A few days after my appearance at the Admiralty I was ordered to proceed to Portsmouth, to undergo my trial for the loss of the ship, which, as a son of the Emerald Isle would say, was no loss at all, as she was retaken afterwards.

My sentence was as honourable to the officers of the court martial as it was to myself. I received my sword from the President, Admiral Sir George Martin, with a high encomium.

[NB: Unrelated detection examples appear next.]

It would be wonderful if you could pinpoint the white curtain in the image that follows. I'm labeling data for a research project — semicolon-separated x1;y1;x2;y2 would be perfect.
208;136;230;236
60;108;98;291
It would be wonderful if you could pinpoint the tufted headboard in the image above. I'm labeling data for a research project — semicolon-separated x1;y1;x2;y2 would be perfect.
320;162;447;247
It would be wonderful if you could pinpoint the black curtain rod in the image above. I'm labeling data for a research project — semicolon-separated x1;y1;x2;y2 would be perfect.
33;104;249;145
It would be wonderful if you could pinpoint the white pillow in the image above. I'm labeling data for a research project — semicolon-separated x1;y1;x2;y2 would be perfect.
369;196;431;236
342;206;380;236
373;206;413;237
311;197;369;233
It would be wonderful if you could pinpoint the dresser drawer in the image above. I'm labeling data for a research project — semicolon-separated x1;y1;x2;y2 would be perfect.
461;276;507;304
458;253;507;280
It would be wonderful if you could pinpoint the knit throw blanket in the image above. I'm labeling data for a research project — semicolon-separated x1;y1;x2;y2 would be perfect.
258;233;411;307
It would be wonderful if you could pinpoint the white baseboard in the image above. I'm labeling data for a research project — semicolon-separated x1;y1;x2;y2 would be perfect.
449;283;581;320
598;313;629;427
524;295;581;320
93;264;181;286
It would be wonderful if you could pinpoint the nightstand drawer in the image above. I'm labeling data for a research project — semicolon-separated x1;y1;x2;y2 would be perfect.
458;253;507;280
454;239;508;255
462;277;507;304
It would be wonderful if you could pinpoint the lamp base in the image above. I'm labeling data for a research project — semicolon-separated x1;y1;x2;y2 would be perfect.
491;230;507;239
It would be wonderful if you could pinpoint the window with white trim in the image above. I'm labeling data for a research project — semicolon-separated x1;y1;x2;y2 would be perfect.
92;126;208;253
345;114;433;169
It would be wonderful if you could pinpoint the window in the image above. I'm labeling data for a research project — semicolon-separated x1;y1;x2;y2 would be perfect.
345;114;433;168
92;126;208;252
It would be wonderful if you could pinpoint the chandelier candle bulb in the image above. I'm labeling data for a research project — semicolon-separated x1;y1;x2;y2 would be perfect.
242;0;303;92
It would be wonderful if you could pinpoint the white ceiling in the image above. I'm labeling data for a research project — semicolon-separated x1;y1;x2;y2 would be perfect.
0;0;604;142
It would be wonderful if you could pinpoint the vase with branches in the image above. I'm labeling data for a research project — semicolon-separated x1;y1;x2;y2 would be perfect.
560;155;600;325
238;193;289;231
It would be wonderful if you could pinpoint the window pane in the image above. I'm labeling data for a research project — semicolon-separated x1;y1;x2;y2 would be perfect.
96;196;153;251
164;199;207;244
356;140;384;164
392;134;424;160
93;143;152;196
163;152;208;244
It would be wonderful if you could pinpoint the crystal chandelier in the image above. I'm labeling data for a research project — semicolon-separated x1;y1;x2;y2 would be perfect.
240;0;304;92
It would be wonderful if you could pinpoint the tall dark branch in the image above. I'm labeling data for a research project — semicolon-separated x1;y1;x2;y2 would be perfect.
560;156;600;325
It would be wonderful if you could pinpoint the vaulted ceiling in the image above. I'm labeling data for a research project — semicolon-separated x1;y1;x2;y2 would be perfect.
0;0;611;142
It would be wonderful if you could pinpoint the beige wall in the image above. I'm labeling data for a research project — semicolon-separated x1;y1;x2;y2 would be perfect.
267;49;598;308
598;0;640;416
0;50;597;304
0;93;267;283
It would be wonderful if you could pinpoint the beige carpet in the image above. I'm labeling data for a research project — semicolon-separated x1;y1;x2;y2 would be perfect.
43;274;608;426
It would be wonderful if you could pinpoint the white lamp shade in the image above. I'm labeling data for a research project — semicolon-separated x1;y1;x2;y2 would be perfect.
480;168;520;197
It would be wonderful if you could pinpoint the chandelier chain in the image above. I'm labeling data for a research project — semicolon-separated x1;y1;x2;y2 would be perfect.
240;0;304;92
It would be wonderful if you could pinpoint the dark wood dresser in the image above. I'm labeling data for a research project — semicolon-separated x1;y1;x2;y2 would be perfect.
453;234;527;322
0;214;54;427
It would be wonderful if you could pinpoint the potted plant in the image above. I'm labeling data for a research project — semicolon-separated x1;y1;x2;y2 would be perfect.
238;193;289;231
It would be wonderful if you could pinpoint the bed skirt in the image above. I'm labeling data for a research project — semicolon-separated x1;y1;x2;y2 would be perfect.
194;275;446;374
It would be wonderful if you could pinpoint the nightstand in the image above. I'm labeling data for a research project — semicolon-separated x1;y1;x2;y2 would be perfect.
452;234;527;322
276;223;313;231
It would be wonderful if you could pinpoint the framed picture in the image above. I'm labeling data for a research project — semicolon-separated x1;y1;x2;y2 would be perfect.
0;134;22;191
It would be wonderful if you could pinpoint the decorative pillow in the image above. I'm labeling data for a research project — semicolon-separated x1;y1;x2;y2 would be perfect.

The days of my youth have floated by like a dream, and after having been forty-five years in the Navy my remuneration is a hundred and eighty pounds a year, without any prospect of its being increased. If the generality of parents would take my advice they never would send one of their boys into the service without sufficient interest and some fortune. If they do, their child, if he behaves well, may die in his old age, possibly as a lieutenant, with scarcely an income to support himself; and if he should under these circumstances have the misfortune to have married and have children, God, I hope, will help him, for I very much fear no one else will!

Here ends my eventful but matter-of-fact history, which, if it has afforded my reader any amusement, my pains are well repaid.


[pg 335]

APPENDIX.

Note A.

If the French accounts are to be credited General Rochambeau had a garrison of only 600 men, 400 of whom were militia (cf. “Victoires et Conquêtes,” tome iii., p. 249). At any rate, when Fort Bourbon surrendered the garrison was found to be only 200, including the wounded (cf. James, vol. i., p. 219).